By: Allen B. Repp, MD, MSc, professor and vice chair for quality, Department of Medicine, The Larner College of Medicine at The University of Vermont, Burlington, Vermont
For years I’ve been trying to eradicate a word from my vocabulary. Yet, in my role as an academic hospitalist, I still find myself uttering it almost every day. Everyone around me is saying it, too. The word isn’t vulgar. It’s “nonteaching.”
What does it mean? Medicine services at many academic medical centers (AMCs) in the US are divided into teaching and nonteaching services. Teaching services usually include a team of medical students and resident physicians led by a faculty physician. In contrast, patient care on nonteaching services is often directed by an attending physician without the participation of medical learners.
Over the past 15 years, I’ve witnessed the phrase “nonteaching service” become common parlance. The increasing usage directly correlates to the marked growth in nonteaching services, driven predominantly by restrictions of resident duty hours and patient loads and the desire to enhance the clinical learning environment. In this context, the word reflects the good intentions and potential for nonteaching services to promote the teaching mission of AMCs.
So what’s wrong with saying “nonteaching”? Despite noble goals, the structure of some nonteaching services has resulted in unintended consequences that may controvert the missions of AMCs. Our accompanying article in Academic Medicine, “What the Nonteaching Service Can Teach Us,” enumerates several ramifications of nonteaching service structure on learners, faculty, and patients. Here I will highlight how patient allocation to nonteaching services can interfere with educational objectives.
At some AMCs, patients are assigned to teaching services and nonteaching services based on perceived teaching value. As a result, teaching services frequently have patients with higher acuity illnesses that require more testing and procedures such as renal failure, respiratory failure, or severe sepsis, whereas nonteaching services have patients with lower acuity problems such as substance use disorders, chronic pain syndromes, frailty, and dementia. This unequal distribution can deprive learners of the opportunity to develop their knowledge of crucial clinical topics in contemporary medicine.
The impact of these educational gaps may be best appreciated by the recent residency graduate who steps into the role of an attending physician. In fact, an insightful new faculty physician in our division recently reflected that he felt unprepared to manage nonoperative fragility fractures (as well as a number of other common conditions), primarily because patients with these diagnoses were assigned to a nonteaching service during his residency training experience. This sparked a thoughtful discussion in our group and ultimately prompted us to write our article.
Perhaps most troubling, perceived teaching value may be conflated with overall value. In AMCs, the “nonteaching” label can easily become derogatory. Learners may come to equate higher acuity conditions, intense diagnostic testing, and costly interventions with “real medicine.” Inadvertently, we may be teaching future generations of physicians to overvalue intense diagnostic and treatment approaches and to discount the management of patients with chronic conditions and socioeconomic drivers of disease. In doing so, we may be perpetuating the very biases and stigmas we strive to extinguish.

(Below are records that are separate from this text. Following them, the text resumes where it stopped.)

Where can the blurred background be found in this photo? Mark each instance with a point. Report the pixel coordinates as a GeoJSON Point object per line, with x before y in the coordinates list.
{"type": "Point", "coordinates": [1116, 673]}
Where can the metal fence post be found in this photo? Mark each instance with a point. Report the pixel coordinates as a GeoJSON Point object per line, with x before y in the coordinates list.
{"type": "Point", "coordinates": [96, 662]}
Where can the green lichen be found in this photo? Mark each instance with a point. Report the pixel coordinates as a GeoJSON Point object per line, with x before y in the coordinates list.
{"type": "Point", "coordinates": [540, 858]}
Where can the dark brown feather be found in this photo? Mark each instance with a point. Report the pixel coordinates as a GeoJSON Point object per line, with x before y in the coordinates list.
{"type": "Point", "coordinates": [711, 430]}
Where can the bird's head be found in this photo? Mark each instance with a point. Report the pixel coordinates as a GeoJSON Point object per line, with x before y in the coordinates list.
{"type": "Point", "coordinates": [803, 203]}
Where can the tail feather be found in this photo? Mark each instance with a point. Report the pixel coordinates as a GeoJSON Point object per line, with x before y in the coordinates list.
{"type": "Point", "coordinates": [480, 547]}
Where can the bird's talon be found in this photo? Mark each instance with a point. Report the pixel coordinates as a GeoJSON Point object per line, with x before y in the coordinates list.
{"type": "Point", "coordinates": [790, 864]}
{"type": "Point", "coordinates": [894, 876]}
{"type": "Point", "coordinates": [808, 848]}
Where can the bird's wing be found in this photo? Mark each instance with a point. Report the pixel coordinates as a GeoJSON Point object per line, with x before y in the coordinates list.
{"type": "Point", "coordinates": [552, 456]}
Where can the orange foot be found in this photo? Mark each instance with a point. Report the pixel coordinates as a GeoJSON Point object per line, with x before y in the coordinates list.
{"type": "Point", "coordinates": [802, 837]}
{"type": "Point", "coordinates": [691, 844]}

Our article proposes seven design principles for nonteaching services to help address these concerns. Several focus on education and bear summarizing here:
- Structure the nonteaching service to reflect the core values and curricular objectives of the educational program.
- Minimize assignment of patients based on perceived teaching value.
- Incorporate clinical experiences to educate learners about critical but commonly overlooked topics from frailty, dementia, and chronic pain to communication skills, social determinants of health, and payment systems.
As we work toward enriching the clinical learning environment, I’ll continue to search for a suitable substitute for the word “nonteaching.”